As soon as 2nd seed Ohio State lost to 15th seed Oral Roberts in the first round of the NCAA tournament, second-tier EJ Liddell began receiving online harassment – some even making death threats. Although Liddell led Ohio State with 23 points, 14 rebounds and five assists, he also missed the front end of the one-and-one free throws with only 37 seconds remaining in regulation. The failure gave Oral Roberts the opportunity to not only tie the game to the rules, but to finally pull off a disappointing win in overtime.
Although in this day and age it is normal for people to talk about trash on social media, harassing and threatening athletes because of their appearance should not be considered normal or acceptable. The threat against Liddell was so strong that the local police department reportedly dispatched additional patrol cars in the area around his residence.
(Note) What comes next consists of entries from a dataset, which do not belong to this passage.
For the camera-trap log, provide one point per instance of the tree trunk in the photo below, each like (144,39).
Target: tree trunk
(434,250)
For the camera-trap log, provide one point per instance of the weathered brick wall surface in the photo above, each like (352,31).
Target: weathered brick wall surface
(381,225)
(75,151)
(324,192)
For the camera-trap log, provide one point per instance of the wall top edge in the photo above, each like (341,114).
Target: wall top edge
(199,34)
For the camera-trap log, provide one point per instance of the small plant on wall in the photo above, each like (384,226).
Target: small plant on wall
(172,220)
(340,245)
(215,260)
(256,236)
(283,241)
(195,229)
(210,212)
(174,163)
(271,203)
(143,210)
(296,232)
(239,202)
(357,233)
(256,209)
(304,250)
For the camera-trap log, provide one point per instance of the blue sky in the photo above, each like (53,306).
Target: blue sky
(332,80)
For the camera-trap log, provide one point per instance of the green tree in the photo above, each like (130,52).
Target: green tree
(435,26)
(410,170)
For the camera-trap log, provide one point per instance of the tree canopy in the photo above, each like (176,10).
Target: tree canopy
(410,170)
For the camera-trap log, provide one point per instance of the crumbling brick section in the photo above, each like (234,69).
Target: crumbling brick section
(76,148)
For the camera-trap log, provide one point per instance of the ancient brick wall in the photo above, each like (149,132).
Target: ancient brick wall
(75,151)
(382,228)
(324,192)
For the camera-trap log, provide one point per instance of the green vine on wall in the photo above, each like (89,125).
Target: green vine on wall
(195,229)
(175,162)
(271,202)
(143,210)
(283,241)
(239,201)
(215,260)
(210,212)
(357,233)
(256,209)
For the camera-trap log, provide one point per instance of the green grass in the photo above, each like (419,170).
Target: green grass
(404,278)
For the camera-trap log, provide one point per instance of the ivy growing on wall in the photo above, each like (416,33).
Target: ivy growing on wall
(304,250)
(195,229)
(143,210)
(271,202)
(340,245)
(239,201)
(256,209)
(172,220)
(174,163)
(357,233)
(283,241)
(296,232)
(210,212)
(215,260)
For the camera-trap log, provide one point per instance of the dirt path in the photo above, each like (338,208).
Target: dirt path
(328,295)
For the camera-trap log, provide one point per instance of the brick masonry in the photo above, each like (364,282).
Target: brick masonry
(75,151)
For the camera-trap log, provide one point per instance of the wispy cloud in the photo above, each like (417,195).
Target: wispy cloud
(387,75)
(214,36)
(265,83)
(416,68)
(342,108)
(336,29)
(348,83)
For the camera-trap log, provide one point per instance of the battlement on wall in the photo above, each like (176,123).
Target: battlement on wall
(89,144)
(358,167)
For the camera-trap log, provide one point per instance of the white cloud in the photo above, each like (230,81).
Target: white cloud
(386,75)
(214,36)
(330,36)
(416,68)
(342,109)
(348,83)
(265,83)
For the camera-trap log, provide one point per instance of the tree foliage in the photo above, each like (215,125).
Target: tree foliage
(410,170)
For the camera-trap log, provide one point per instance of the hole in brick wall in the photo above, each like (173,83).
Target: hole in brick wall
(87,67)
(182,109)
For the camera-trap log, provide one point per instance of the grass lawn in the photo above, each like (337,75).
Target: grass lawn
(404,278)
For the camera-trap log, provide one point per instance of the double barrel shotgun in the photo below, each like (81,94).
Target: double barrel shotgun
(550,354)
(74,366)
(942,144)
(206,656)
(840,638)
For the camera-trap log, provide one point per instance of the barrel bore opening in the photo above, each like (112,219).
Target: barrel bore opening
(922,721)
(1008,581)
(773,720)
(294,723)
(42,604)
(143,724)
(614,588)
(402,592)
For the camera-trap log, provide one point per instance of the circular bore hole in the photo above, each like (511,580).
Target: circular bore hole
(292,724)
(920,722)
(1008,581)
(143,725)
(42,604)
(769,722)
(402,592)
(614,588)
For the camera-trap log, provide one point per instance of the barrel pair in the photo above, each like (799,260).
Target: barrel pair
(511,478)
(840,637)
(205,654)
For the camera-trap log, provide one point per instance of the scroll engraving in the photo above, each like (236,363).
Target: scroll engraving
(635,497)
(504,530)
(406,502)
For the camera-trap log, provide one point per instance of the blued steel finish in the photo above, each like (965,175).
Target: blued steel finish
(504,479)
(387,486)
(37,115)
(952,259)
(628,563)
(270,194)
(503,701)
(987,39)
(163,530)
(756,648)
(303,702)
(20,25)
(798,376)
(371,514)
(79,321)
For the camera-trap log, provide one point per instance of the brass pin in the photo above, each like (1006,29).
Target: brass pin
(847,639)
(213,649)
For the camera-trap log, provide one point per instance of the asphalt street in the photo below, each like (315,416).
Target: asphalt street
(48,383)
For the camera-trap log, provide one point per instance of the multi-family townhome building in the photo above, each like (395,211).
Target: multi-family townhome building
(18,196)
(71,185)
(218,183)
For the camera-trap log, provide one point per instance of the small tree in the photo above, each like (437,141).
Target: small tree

After top seed Michigan lost heavily to 11th seed UCLA on Tuesday night, social media ugliness turned its attention to Wolverines and, in particular, second-tier keeper Franz Wagner. In one of his toughest matches of the season, Wagner struggled through the night against UCLA – finishing 1-10 off the floor with just four points of the night. Wagner missed two three-pointers in the final that would have given Michigan the lead, including an aerial ball with 12 seconds remaining and what would have been the winner of the match with just 0.5 seconds remaining.
To be clear, Michigan’s struggles on Tuesday night didn’t start and end with Franz Wagner. Not even close. In fact, only one Wolverine scored double digits that night – Hunter Dickinson’s Top Ten of New Year’s Students. Even though Dickinson was able to find the double digits, he still missed an important shot that could help turn the result. Along with Wagner, senior guards Eli Brooks and Mike Smith shot a combined 5-25 from the floor – their worst collective performance of all season. Make no mistake, Michigan’s defeat against UCLA on Tuesday night was a total team effort.
Despite the fact, that hasn’t stopped some people on social media from voting for Wagner in the ugliest way imaginable. “Go back to Germany and play in the trash league you came from,” read one comment by @cadyntrenum_. Comments on Wagner range from racial assaults to profound personal attacks about who he is as a person, going beyond the mundane trash talk that often takes place in sport.
Unfortunately, this has become part of the new norm with athletes, fans and social media.
While there is very little that can be done regarding online harassment in the short term, it is certainly an issue that needs to be taken seriously in the future. In general, people have become too comfortable saying things behind the keyboard that they wouldn’t say if they stood face to face with the subject of their attack. The same can be said for the way some fans choose to interact with players and coaches in friendly arenas or stadiums.
Simply put, we have to do better than this.